# Hybrid Vector/Relational in-memory DBMS for RAG/CAG/Agents running on Edge Devices

# 1. Overview and Goals

For hybrid AI systems to operate effectively on peripheral (edge) devices, a compact, fast, and reliable solution is required for storing and processing complex data structures for AI agents. This includes:

  1. RAG (Retrieval-Augmented Generation): Unstructured "facts" for semantic search.
  2. Knowledge Graph: Structured entities and their relationships, defined by an ontology and tracked over time.
  3. Agent Memory: State, history, and internal "thought" processes for multiple, distinct AI agents.

The goal of this architecture is to unify all these data types into a single, transactional, high-performance database with minimal overhead.

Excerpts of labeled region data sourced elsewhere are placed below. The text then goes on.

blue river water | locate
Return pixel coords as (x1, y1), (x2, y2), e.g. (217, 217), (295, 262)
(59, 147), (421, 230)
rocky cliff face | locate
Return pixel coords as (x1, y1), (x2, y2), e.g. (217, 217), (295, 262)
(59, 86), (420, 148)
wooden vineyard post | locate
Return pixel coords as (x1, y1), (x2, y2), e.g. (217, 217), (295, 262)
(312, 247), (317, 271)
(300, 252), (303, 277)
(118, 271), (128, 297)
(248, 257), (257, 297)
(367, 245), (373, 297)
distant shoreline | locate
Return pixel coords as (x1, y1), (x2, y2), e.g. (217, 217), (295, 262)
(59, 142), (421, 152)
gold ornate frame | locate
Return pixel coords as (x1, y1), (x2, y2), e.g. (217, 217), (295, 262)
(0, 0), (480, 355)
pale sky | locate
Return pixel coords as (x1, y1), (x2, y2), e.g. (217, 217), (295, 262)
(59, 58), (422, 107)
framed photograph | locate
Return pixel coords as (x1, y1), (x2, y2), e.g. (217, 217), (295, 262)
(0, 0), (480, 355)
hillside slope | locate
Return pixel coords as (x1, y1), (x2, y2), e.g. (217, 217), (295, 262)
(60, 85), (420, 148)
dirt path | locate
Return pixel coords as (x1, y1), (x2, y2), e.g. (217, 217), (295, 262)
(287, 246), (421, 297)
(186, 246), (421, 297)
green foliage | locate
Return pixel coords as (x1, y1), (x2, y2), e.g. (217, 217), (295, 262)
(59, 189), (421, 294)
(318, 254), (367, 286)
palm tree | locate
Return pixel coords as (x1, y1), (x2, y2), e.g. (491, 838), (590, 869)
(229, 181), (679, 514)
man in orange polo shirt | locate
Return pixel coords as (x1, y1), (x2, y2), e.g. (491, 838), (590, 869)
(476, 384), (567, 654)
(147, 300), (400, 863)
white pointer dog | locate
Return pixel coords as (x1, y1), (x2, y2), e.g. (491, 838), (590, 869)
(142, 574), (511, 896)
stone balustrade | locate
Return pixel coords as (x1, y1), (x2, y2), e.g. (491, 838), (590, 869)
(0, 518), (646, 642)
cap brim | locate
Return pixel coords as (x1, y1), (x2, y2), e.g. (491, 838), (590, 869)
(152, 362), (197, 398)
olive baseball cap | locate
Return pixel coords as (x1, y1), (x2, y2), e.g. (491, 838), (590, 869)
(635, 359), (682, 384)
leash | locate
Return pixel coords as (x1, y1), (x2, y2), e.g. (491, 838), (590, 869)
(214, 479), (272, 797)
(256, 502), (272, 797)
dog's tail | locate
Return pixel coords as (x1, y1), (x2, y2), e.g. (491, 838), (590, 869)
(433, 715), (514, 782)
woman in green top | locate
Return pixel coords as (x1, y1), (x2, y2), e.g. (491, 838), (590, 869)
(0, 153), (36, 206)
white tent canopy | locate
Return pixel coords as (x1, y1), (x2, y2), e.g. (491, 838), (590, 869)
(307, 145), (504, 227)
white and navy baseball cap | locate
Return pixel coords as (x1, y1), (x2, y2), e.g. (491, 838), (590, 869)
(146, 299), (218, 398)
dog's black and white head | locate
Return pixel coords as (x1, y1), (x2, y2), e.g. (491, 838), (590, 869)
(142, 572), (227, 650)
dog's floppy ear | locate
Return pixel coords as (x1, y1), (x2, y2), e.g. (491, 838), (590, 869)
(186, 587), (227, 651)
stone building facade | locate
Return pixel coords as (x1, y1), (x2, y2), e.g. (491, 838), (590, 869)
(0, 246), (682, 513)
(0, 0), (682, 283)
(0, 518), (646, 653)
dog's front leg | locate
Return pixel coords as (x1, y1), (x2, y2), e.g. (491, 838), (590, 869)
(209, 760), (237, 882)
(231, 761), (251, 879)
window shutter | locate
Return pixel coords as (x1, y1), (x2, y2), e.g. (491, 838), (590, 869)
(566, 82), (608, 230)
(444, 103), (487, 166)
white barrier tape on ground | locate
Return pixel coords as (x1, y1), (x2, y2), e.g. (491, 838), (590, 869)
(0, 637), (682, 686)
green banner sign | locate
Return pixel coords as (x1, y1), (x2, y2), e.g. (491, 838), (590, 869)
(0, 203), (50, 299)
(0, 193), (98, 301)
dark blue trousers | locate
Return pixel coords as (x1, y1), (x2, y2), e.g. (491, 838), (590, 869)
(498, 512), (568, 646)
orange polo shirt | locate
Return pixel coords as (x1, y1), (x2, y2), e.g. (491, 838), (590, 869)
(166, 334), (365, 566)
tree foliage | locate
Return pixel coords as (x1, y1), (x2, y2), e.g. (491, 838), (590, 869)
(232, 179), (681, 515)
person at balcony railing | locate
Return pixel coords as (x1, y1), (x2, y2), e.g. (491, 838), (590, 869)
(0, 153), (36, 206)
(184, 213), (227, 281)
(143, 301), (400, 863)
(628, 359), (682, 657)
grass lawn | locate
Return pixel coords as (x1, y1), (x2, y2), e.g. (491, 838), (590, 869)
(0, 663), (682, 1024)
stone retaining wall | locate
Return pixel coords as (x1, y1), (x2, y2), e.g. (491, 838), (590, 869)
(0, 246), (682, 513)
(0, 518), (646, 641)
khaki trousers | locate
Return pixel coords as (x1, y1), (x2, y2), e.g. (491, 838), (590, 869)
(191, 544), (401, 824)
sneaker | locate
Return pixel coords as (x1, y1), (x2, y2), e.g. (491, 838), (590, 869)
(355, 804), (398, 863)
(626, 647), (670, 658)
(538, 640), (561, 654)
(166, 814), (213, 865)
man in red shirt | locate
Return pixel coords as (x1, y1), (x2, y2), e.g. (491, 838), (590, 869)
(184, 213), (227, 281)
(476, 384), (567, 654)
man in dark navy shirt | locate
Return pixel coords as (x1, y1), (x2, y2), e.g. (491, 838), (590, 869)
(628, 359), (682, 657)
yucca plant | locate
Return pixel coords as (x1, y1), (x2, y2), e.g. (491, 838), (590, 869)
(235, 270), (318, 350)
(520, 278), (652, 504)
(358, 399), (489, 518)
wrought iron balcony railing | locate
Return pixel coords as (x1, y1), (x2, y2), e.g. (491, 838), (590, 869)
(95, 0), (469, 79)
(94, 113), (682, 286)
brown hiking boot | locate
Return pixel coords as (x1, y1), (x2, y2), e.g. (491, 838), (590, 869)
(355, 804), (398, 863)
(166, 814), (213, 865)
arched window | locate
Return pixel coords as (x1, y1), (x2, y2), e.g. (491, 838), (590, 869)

# 2. Technology Choice: SQLite with Extensions

SQLite is selected as the foundation due to its unique advantages for edge scenarios:

  • Single File: Simplifies deployment, backup, and synchronization.
  • Serverless Operation: Embeds directly into the application, saving system resources.
  • Transactional (ACID): Guarantees data integrity.
  • Extensibility: Supports powerful extensions for specific tasks like vector search and JSON processing.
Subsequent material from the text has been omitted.